CS6320 – Advanced Database Systems
Johannes Gehrke, 4105B Upson; office hours: Fridays, 1:15-2:15pm or by
- Class: Tuesdays, 2:55-4:10pm, Thursdays 2:50-4:05pm; Hollister 110
Management and processing of large datasets is an area with many practical problems,
elegant systems abstractions, and interesting algorithms. In this course, we
will explore the beauty of some foundational and recent work in this area which
intersects systems, algorithms, and programming languages.
- Every week one paper
summary (10%; 1% each and the 10 best count)
- Why is paper summary writing important? A good summary should be such that you should able to read the summary after a few months and still know what the paper was about.
Summary writing is important for a researcher. We all tend to forget the many papers that we have read over time, and a good summary
helps us to recollect the main ideas in the paper without investing a lot of time in re-reading the paper.
- A good summary should have these main points:
- Problem Statement: What is the problem being studied in the paper and what are the major assumptions?
- Motivation: Why is the problem being studied and why is this paper being written? Is it a novel problem? Or is it a novel problem setting? Or does the paper improve upon existing work?

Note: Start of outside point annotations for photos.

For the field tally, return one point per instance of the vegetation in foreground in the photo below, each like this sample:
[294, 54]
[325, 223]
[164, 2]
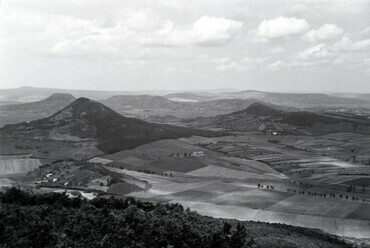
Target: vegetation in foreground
[54, 220]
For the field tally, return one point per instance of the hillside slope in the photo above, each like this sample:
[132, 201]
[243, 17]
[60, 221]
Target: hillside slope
[85, 119]
[16, 113]
[261, 117]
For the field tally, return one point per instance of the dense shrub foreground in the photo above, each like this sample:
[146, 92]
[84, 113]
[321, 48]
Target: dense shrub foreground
[54, 220]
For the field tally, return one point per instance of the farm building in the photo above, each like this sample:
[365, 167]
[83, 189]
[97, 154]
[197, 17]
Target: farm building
[197, 154]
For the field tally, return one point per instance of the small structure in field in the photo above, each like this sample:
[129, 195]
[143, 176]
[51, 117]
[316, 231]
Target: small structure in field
[197, 154]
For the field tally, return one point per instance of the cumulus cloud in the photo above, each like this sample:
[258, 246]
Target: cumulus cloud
[319, 51]
[348, 45]
[274, 66]
[325, 32]
[297, 9]
[205, 31]
[280, 27]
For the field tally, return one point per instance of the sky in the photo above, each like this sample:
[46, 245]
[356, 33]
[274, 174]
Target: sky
[269, 45]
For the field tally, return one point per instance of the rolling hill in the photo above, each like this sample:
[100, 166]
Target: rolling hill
[85, 120]
[262, 117]
[16, 113]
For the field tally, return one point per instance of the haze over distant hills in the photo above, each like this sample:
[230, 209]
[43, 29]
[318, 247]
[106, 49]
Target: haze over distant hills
[261, 117]
[16, 113]
[298, 100]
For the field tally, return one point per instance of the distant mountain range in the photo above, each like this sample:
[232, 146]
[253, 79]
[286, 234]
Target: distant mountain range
[296, 100]
[85, 120]
[261, 117]
[16, 113]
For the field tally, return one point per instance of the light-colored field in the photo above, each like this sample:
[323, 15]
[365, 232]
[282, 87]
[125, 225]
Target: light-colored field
[9, 166]
[6, 182]
[220, 172]
[329, 207]
[253, 198]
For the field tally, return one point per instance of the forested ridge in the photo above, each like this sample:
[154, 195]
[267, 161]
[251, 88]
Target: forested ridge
[54, 220]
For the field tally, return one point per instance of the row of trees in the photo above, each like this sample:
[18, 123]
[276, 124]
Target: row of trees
[54, 220]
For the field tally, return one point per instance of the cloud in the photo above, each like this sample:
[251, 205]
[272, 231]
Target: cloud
[347, 45]
[319, 51]
[280, 27]
[274, 66]
[297, 9]
[207, 31]
[325, 32]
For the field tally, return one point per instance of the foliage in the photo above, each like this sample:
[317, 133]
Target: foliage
[54, 220]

- Techniques: What techniques are proposed and what is the basic idea behind the technique? This should not just list the keywords but should should give an idea of the technique too.
- What are the benefits of the technique -- is it easier to implement or does it give better guarantees or does it run faster or does it provide more functionality -- over existing techniques?
- Contributions: If it is not obvious why, give an intuition why the technique is better that (say outperforms) existing techniques.
- Every week answers
to a few questions about the papers (30%, 3% each and the 10 best count)
- One class
presentation about a topic with associated research papers (20%)
- Write a
(hopefully publishable) research paper in the area of database systems (40%). You can do a project by yourself,
or with some other student from the class.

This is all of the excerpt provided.